A substantial portion of these investments were made in Iran. From documents unearthed by the new government, it now appears the Shah and his family controlled:
* Much of the automobile business in Iran. Princess Shams, the Shah's older sister, through her daughter controlled the Fiat business while Prince Gholam, the Shah's half brother, owned a tractor assembly plant. The family was also partners with General Motors, Honda, and Jeep through the Iran-based Pahlavi Foundation.
* The construction industry. Hardly a building that was elected in Iran did not have a Pahlavi or royal family-controlled connection. The foundation also controlled a major portion of the resort and real estate industry.
* The banking industry. The royal family and the foundation had their own bank: Bank Omran, which was supposed to invest in development projects.
* Still other investments were made in timber, textiles, film distribution, agriculture, telecommunications, computers, transportation, mining, medicine, oil drilling equipment, and sporting activities.
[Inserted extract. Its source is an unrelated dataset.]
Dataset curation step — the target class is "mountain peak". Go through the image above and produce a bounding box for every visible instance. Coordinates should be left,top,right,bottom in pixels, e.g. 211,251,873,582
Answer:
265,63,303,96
However, not all of the funds were reinvested in the country. It is these foreign investments that have interested people the most. According to Mr. Armao, the Shah has "no investments in the US whatsoever," and he adds, "he never has." However, he declines to name where and what the Shah has invested outside of the US, only noting that "it's a big world."
Mr. O'Dwyer says he believes the Shah may have invested in real estate in the US. But, so far, there are no reports of those investments. The Shah's purchase of land on Fifth Avenue for the Pahlavi Foundation has since been taken over by another Iranian, apparently unconnected with the Shah. In fact, the 36 -story office tower which was built at a cost of over $20 million has been in financial trouble and only recently was bailed out by a $2 million grant from the government of Iran.
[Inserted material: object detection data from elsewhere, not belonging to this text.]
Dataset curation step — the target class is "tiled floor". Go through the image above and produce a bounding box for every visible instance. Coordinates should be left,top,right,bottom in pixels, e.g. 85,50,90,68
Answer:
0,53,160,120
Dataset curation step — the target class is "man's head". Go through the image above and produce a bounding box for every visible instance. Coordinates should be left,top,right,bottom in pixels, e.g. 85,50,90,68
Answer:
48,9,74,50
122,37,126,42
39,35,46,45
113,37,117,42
It is widely assumed that the Shah moved much of his wealth to Swiss banks -- famous for keeping confidential about their client's money. In order to try to crack this impenetrability, the Iranians have hired a law firm in Switzerland to represent them. So far, the Swiss government has refused an Iranian request to freeze the assets of the Shah and his family. The Swiss told the Tehran authorities they should resort to the Swiss courts and they even said they would advise the Iranians on how to do this. In a survey of 25 leading Swiss banks, the Swiss National Bank disclosed that at the end of 1978 it held $1.2 billion in deposits for Iranian banks, private companies, and individuals. The survey did not include securities held for Iranians and funds deposited in Switzerland from third countries on behalf of Iranians.
In addition to Switzerland, the Iranians have also hired lawyers in France and Spain, says Mr. O'Dwyer.
Complicating the search for the Shah's riches, says the lawyer, is the fact that some people who were entrusted with some of the Shah's money as caretakers now have decided the money is theirs to keep. However, Mr. O'Dwyer refuses to elaborate on this theory.
Mr. O'Dwyer, former New York City city council president, also has decided that it's important to know why the Shah was admitted into this country for medical treatment. Thus, he has requested, under the Freedom of Information Act , all the documents relating to Shah's move to the US. Mr. O'Dwyer, who has represented radical causes in the past, including Irish Republican Army fugitives, would like to question Mr. Kissinger and Mr. Rockefeller in his suit against the Shah.